A study in the European Journal of International Management has looked into the relationship between learning from failure and the internationalization process in entrepreneurial ventures. The researchers show a subtle link that perhaps challenges the received wisdom regarding success and failure suggesting that a cyclical process exists where the global expansion of entrepreneurial firms is intricately linked to experiential learning.
Leila Hurmerinta, Niina Nummela, and Eriikka Paavilainen-Mäntymäki of the Turku School of Economics at the University of Turku in Turku, Finland, explain that this process involves a reciprocal transfer, analysis, and internalization of experiential knowledge.

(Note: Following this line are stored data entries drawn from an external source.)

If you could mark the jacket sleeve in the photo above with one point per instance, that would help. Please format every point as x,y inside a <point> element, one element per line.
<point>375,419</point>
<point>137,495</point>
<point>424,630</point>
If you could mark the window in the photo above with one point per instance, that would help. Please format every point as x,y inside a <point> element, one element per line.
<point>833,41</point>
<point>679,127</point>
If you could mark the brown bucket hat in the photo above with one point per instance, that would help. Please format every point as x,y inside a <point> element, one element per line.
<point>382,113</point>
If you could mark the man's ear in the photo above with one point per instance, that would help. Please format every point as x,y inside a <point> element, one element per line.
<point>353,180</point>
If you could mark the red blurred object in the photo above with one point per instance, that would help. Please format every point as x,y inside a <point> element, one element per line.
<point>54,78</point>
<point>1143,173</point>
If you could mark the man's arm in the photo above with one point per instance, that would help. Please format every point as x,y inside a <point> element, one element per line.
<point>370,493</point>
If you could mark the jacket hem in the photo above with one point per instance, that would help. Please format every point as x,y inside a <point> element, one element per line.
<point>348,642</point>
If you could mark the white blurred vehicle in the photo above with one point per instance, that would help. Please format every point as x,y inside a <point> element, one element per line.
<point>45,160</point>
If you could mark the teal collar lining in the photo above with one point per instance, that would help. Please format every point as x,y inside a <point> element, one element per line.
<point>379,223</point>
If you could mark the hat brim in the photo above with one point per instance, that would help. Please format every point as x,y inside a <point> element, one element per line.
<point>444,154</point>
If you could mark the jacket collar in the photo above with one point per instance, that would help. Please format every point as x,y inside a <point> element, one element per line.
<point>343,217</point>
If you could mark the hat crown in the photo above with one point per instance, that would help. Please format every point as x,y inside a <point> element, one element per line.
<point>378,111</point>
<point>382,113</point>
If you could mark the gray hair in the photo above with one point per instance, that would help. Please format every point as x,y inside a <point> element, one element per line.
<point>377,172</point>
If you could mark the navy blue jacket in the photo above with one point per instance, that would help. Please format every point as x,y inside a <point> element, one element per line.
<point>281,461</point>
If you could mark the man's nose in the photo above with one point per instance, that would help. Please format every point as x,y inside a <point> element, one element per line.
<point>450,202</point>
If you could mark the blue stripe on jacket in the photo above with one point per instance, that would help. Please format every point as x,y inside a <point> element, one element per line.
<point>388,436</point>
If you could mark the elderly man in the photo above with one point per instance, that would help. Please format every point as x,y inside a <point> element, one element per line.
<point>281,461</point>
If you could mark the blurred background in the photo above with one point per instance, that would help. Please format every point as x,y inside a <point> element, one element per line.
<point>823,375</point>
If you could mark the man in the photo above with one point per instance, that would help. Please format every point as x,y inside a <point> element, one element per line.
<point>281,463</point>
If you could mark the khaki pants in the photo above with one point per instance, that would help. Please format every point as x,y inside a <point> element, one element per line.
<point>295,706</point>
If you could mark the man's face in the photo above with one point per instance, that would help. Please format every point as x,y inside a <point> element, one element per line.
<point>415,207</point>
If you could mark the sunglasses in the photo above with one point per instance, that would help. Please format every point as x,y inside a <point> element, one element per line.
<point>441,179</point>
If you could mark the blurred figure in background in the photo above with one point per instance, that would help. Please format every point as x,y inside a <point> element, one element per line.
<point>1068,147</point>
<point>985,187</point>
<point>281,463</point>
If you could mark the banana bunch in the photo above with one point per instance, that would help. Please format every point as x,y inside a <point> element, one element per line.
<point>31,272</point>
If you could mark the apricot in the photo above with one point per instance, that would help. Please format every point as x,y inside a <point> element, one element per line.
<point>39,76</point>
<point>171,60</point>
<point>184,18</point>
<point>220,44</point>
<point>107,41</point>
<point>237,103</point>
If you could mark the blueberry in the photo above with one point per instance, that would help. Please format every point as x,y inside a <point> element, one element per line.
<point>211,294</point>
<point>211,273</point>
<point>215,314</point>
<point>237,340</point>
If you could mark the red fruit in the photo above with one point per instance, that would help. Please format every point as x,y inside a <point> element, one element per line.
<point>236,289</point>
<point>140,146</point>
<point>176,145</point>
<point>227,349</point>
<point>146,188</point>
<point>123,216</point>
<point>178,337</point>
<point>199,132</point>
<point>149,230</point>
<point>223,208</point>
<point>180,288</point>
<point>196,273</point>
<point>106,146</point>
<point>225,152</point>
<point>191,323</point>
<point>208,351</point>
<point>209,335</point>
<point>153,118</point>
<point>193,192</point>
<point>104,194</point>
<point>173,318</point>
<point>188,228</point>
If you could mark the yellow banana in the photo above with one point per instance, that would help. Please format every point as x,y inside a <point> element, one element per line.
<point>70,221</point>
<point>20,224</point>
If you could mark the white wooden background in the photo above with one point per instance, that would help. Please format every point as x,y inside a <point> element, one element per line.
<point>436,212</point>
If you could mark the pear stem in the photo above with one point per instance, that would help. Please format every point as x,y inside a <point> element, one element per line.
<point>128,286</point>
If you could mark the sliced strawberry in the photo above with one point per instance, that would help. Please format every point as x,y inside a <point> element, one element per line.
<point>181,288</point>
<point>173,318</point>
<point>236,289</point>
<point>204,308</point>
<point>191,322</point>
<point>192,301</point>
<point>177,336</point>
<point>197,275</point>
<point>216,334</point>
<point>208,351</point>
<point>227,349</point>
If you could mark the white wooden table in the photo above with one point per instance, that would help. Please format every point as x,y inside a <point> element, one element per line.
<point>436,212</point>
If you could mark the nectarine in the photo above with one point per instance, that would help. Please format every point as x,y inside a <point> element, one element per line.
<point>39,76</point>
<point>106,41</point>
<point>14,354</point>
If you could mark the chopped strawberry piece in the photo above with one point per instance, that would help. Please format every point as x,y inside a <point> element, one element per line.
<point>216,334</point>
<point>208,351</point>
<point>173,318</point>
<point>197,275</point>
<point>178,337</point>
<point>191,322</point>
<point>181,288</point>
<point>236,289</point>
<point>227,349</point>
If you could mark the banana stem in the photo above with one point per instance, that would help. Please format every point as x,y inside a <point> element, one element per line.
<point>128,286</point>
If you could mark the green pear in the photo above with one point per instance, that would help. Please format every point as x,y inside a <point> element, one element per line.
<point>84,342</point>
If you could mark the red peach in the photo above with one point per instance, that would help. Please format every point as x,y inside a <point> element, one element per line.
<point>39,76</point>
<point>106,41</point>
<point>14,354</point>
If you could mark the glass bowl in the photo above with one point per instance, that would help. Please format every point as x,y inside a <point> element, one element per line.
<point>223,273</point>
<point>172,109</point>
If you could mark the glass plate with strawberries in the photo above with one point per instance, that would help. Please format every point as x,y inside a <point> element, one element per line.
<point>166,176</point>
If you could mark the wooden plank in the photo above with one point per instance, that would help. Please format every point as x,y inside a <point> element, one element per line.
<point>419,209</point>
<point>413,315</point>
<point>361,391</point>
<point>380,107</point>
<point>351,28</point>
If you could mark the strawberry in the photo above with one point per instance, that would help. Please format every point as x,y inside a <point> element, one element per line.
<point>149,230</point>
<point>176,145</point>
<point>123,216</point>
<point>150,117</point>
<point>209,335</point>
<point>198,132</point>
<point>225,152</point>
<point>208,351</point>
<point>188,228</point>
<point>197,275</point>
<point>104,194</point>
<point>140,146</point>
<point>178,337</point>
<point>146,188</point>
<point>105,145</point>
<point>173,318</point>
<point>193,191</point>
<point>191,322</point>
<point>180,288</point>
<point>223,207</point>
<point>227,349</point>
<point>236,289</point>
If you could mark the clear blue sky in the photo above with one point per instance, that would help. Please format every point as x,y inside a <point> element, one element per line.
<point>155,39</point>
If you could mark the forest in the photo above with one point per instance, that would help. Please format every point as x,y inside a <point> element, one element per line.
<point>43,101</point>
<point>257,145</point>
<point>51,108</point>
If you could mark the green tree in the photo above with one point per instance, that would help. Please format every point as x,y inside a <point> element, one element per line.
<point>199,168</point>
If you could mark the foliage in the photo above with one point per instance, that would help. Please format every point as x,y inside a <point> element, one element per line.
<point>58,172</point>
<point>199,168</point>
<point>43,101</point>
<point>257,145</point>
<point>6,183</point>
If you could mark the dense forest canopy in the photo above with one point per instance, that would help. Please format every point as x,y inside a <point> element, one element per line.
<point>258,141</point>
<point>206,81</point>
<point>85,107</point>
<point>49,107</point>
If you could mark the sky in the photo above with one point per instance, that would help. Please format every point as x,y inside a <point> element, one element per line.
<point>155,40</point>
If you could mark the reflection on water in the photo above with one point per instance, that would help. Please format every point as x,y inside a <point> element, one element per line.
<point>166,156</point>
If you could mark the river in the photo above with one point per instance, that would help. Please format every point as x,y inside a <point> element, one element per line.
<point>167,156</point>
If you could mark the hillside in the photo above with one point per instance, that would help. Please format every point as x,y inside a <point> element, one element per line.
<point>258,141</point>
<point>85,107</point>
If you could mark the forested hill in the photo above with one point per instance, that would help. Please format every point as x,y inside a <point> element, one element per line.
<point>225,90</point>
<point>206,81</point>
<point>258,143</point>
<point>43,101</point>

Failures within the entrepreneurial landscape act as stimuli whether they are failures of the entrepreneur themselves or their peers.
Indeed, entrepreneurs play a pivotal role as gatekeepers of experiential learning, absorbing, digesting, and transferring knowledge within their organization to enhance the positive effects of learning from failure. Moreover, contrary to the received wisdom, this research indicates that entrepreneurs need not experience failure personally to gain valuable insights. Failures encountered by peers, other companies in the same industry, or fellow entrepreneurs, even in different sectors, can serve as valuable sources for long-term learning and ultimately help nudge the company towards success.
The team adds that the timing of the learning process regarding failure emerges as a critical factor, with delayed learning leading to reactive as opposed to proactive decisions without sufficient analytical thinking. The work offers a dynamic model that illustrates the interaction between non-linear internationalization and experiential learning with feedback loops depicted in the model highlighting how experience might either fuel or inhibit the internationalization process. In this context, the importance of near-failures is also revealed.
By offering a conceptual, theory-based cyclical model, the researchers thus shed light on the role of learning from failure and also suggest new avenues of exploration for future research where the subjective and context-dependent nature of both success and failure are investigated.
Hurmerinta, L., Nummela, N. and Paavilainen-Mäntymäki, E. (2024) ‘Boosted by failure? Entrepreneurial internationalisation as a cyclical learning process’, European J. International Management, Vol. 22, No. 3, pp.337–353.